„Nie mogąc zmusić do ustępstw ani Zachodu, ani Ukrainy, Władimir Putin musiał znaleźć alternatywny scenariusz pozwalający mu wyjść z twarzą z konfliktu. Uznanie tzw. niepodległości Doniecka i Ługańska to nic innego jak plan B” – pisze Witold Jurasz, prezes Ośrodka Analiz Strategicznych w portalu Onet.pl.
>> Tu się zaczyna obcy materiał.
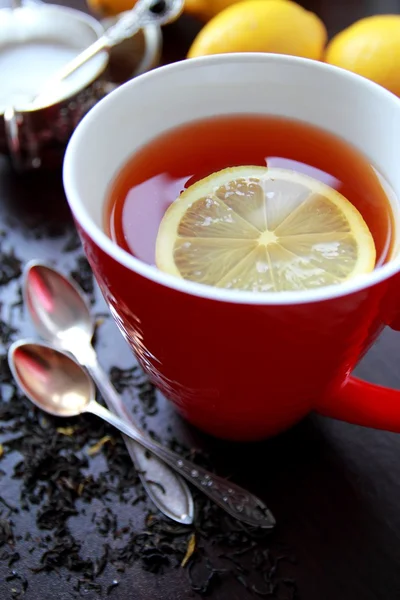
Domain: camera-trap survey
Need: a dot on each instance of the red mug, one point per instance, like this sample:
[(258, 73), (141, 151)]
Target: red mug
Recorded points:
[(242, 365)]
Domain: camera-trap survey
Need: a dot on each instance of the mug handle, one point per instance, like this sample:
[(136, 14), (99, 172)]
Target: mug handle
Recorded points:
[(363, 403)]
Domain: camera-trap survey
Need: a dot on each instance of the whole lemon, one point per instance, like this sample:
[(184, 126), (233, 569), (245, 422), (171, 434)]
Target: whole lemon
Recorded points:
[(278, 26), (206, 9), (370, 47)]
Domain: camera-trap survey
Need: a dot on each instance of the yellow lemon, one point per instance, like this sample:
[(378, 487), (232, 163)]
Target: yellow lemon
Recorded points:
[(278, 26), (263, 230), (206, 9), (370, 47)]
Także Agnieszka Bryc na łamach „Polityki” twierdzi, że „interwencja w Donbasie to plan B”: „Kreml działa przeciwskutecznie, nie dość, że nie złamał Ukrainy, to ją skonsolidował. (...) Doprowadził do bezprecedensowego zjednoczenia w NATO”. Z kolei na Wyborcza.pl Wiktoria Bieliaszyn pisze, że „Rosjanie są w szoku”, i przytacza liczne głosy Rosjan potępiających Putina w mediach społecznościowych.
To byłoby krzepiące, ale niestety, kiedy zajrzymy na stronę Centrum Lewady, jedynego wiarygodnego ośrodka badań w Moskwie, zobaczymy, że poparcie dla Putina wzrosło ostatnio o 5 pkt proc. i wynosi 69 proc. (sondaż ze stycznia 2022 r.). Podobnie jest z tym „planem B”.
Czytaj też: Czy Ukraina ma się jak bronić?
Putin zobaczył, że haczyk nie działa
To nie jest żaden „plan B”, tylko nieodmiennie, od lat, konsekwentnie realizowany plan A.